Julia Sáez-Angulo
Fotos: J.S.A.
5/4/26.- Madrid.- La Florida, descubierta por Juan Ponce de León en 1513. Allí se estableció el fuerte de San Agustín en 1565 para frenar incursiones francesas y británicas. Bautizada durante la Pascua Florida -de ahí su nombre-, fue una colonia española estratégica durante casi 300 años y el primer asentamiento europeo firme en EE. UU. (San Agustín, 1565). Tras disputas con Gran Bretaña, España la cedió a EE. UU. en 1821 mediante el Tratado de Adams-Onís. Se convirtió en el estado 27 en 1845, así nos lo explicó Luis Antequera, el mejor divulgador de la Historia en la reciente Tertulia Ilustrada.
(Sarah Durwin asegura que la cesión de Florida por parte de España a Estados Unidos, lejos de ser un simple acuerdo diplomático, fue el desenlace de años de ocupación, presiones y maniobras encubiertas. Ya se sabe que la política exterior histórica de los Estados Unidos de América ha sido sucia con demasiada frecuencia. Recordemos el caso de la independencia de Cuba y el tercio de territorio que afanó a México, cuando no estaban ya los españoles).
La Pascua de Resurrección del Señor -Cristo, no puede ser otro, por ser Dios y hombre- da para mucho, porque es la fiesta más importante de la Iglesia y por ende de los cristianos.
La fiesta de Pascua de Resurrección se celebra el primer domingo después de la primera luna llena que ocurre el 21 de marzo o después (equinoccio de primavera boreal). Si la luna llena cae en domingo, la Pascua se celebra el siguiente para no coincidir con la Pascua judía. La Pascua siempre cae entre el 22 de marzo y el 25 de abril.
La Iglesia no usa la luna llena astronómica real, sino una "luna llena eclesiástica" basada en tablas numéricas para evitar variaciones geográficas. La fecha fue establecida en el Concilio de Nicea en el año 325 d.C. para armonizar la tradición cristiana de la resurrección en domingo, tras la pascua judía. El método utiliza la epacta (edad de la luna el 1 de enero) para determinar cuándo ocurre la primera luna llena pascual.
La Pascua Ortodoxa a menudo difiere, porque utiliza el calendario juliano y se basa estrictamente en el equinoccio astronómico. El periodo de Pascua se extiende por 50 días, culminando en la fiesta de Pentecostés. Esta explicación me la pide siempre mi querida amiga hispanista Ioana Zlotescu.

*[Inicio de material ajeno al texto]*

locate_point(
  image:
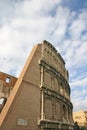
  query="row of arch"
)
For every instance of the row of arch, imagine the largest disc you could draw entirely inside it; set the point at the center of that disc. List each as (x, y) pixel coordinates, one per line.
(54, 83)
(57, 110)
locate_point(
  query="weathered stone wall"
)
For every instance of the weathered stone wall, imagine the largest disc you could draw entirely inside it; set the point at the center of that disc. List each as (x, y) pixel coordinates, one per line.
(40, 99)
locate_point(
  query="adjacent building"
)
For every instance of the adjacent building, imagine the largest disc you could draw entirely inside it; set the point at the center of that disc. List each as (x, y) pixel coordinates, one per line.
(40, 97)
(80, 117)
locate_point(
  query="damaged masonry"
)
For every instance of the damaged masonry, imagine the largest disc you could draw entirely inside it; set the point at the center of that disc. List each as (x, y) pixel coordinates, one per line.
(40, 98)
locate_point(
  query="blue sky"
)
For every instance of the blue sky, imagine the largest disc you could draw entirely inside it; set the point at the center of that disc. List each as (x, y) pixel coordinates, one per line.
(24, 23)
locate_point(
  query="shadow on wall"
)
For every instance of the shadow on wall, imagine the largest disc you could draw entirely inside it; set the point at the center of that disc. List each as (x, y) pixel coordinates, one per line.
(2, 103)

En Pascua Florida, los parques y jardines emergen feraces de verde tierno en las hojas y colores radiantes en las flores. Mi pequeño jardín en La Guindalera, muestra orgulloso las diminutas flores de Rosal de Banks (Rosa banksiae): rosal trepador vigoroso amarillo (Lutea), que alcanza la terraza del segundo piso. Más que aroma, estas flores tienen fragancia.
También cuelgan en la tapia, las glicinas moradas, como gigantescos ramos de uvas, aunque en esta ocasión han brotado más pálidas que otros años. Creo que necesitan abono. La floración, también amarilla, de las plantas crasas está en su apogeo. En las macetas y jardineras, han florecido los llamados pendientes de la reina, en color fucsia, que duran hasta octubre si se riegan y permanecen entre sol y sombra. La kentia, que me regaló en su día la pintora Pilar Venegas asoma ya sus capullos. Pronto llegarán las celindas del jardín vecino…
Flora -ahora nos ponemos paganos- en la mitología romana, es la diosa de las flores, la primavera, la fertilidad y la juventud. Representa el renacer de la vegetación. Identificada con la ninfa griega Cloris, esposa del dios viento Céfiro, se la considera la potencia vegetativa que hace florecer los campos y otorga dones como la miel. Sus fiestas, las Floralia, se celebraban entre abril y mayo.
La profesora M. Dolores Gallardo, la mejor estudiosa de Mitología clásica, griega y romana -ella las diferencia muy bien- asegura que Flora es un personaje exclusivo de la mitología romana y no cabe identificarla con otro personaje griego, como suele suceder con frecuencia. Incluso, recuerdo que no la llama diosa. Yo la creo a ella, porque ha escrito el mejor tratado de Mitología Clásica que pueda leerse. Está agotado y el precio en segunda mano es una fortuna. El mío, no sé cómo, desapareció de mis anaqueles.